I also saw you tweet about the DNR thing over the weekend and had my FLAMES ON THE SIDE OF MY FACE feelings then, and I honestly don't have it in me to feel that rage again… so I am refraining from clicking the link. Self restraint! Woo!
You must be tired?
I read 'libertarianism' as 'librarianism' three times and concluded that yes, the synergy is apparent… I suppose.
Sleep-reading: we are pros!
I LOVE MedievalPOC! It's got great points about the construction of whiteness vs "color" and just how much history we're *not* taught.
I am consistently glad I followed medievalPOC, but especially when the blogger uses their incredible collection of medieval art reaction images on people.
I just wish the conversation linked here didn't sound so angry and defensive. I feel like the squabbling tone on both sides obscures a really interesting question that I (and probably 90% of music/history majors) hadn't considered open. In short, where can I learn more, sans trolls?
My mom and I were leaving the gym together the other day (best part about being home on Christmas break is watching your mom totally school you in lifting weights) and the tv in the lobby had some Fox News man ranting about the DNR thing and my mom was LIVID. I told her I absolutely didn't want my DNR invalidated should that happen to me, but of course we live in Texas so my incubator status is sacred.

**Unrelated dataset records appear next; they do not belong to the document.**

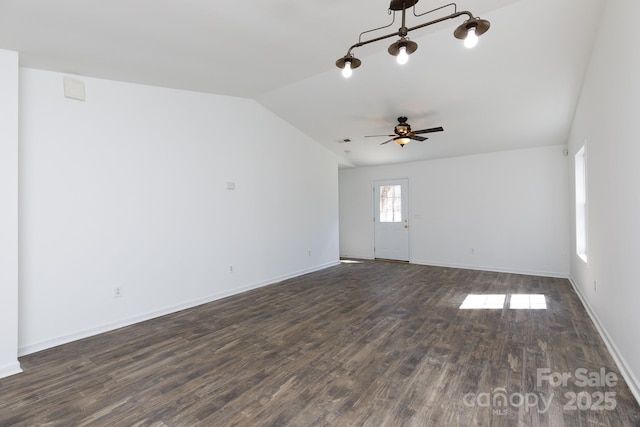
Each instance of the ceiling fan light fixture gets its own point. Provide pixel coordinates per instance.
(402, 141)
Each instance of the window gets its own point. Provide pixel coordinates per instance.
(581, 203)
(391, 203)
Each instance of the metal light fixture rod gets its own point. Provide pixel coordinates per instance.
(408, 30)
(468, 31)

Anyway, she promised she would still sue on my behalf if it came to that.
I'm pregnant in Texas, and while I probably would want them to do whatever they can to make sure my baby gets as long as possible in the womb, it would be nice if that was my choice. It's beyond creepy that women would be forced to be a human incubator against their legally stated will. It also reminded me that I don't have a living will, and I definitely need one.
Totally. I would probably, as a woman with a partner and another child, want to be kept alive to deliver too, but I\’ll be damned if Utah should be able to decide that for me.
I saw the DNR thing when I was helping my parents fill out forms a while ago, and it made me LIVID. Thankfully not an issue for them — but it also made me realize how much the DNR / Advance Directive forms vary from state to state.
Maryland is great — who do you want your agent to talk to when making decisions? Do your wishes for a vegetative state differ from an end-state condition? Should anything be different during pregnancy? Do you want to donate specific organs? What funeral arrangements would you prefer?
Kansas, on the other hand, basically has no specifics, other than saying that nothing applies during pregnancy. If your state doesn't have very detailed forms, it might be helpful to look at another state — those are still the kinds of questions you should talk about with your agent, so they're not just wondering what you would have wanted. (And yes, I filled out all of these forms years ago as a healthy 23 year old, because you never know.)
A good source for state forms and things to think about (funded by the Robert Wood Johnson Foundation): http://www.caringinfo.org/
Thanks for that; I had a chat with my mother over Xmas asking her to get on writing these things down, so having an easy link for her is helpful.
I'm job-hunting right now, and my parents keep asking me if I'll consider moving back to my home state. Between it having the automatic DNR invalidation rule and its recently passed and totally insane "rape insurance" law, I can comfortably tell them that there's NO WAY IN HELL THIS WILL HAPPEN.
The fact that, in 17 years, Minnesota went from being one of the ten states with URTIA (the second most restrictive pregnancy exclusion) to one of the five that specifically offer women a choice is pretty much a perfect microcosm of Minnesota politics.
ok, dumb question on the DNR thing — what does it mean if a state is not listed? Does that mean your advance directive is applied as written regardless of pregnancy status?
Did anyone else read the piece that ran in Carolyn Hax's column while she was away about contacting other people's doctors if you're worried about them? Because seriously what the hell was that.
I did, and I was APPALLED. Though a lot of the "while Carolyn is away" stuff was a bit… less than great.
True. I kind of assumed she would have some sort of veto power over these kinds of things, but either she doesn't or she let that one through anyway, neither of which is a fantastic option.
The streets really are paved with cheese, Feivel!
If I leave now, I can probably pick up a bunch of roadcheese and make it to Canada by nightfall… Could be my big break into the cheese-smuggling rings of Toronto! So long deskjob!
I am weeping for that waste of cheese.
It's the waste brine that they're using – not actual cheese! That headline is alarming though.
Exactly. The people of Wisconsin Use All Parts of the Cheesemaking Process.
Thank Toast this is back. My formerly non-evangelical friend is going on about leaning on the Lord and letting Him fight ones battles again, etc, and I really needed a damn good distraction.
Last night I realized that I forgot to order the " you can always take to the sea" shirt and I am saaaaaaaaaaaaaaad because that one was perfect for me in so many ways and I don't think I I'll really have the ovaries to wear the other one in public.
Wait when was that an option? HOW DID I MISS IT. I NEED THAT SHIRT. NEED IT.
/2013/12/09/psst-wanna-buy-wo…
Nicole and/or Mallory bring this one baccccccccccccckkkk! Pleeeeeeeeeeeeeeease!
Dunno if you guys caught this already, but Elizabeth Gilbert linked to you! https://www.facebook.com/photo.php?fbid=562683377…
thought that was pretty nifty.
Poirot! I can't wait to read this! I can, however, wait forever and a day to watch Curtain. As long as I never watch it, I will technically never run out of Poirot movies.
I had no idea the show was still running but now I know how I'm spending new year's!
DC Toastie Book Club Update – just sent out an e-mail with details on our first meeting. If you've e-mailed me before at any point, check your inbox!
I suppose I needed something else to be really, really pissed off about…And a convenient reminder that living wills are a thing I should totally get on top of at some point (and the standard dead person version as well, I suppose).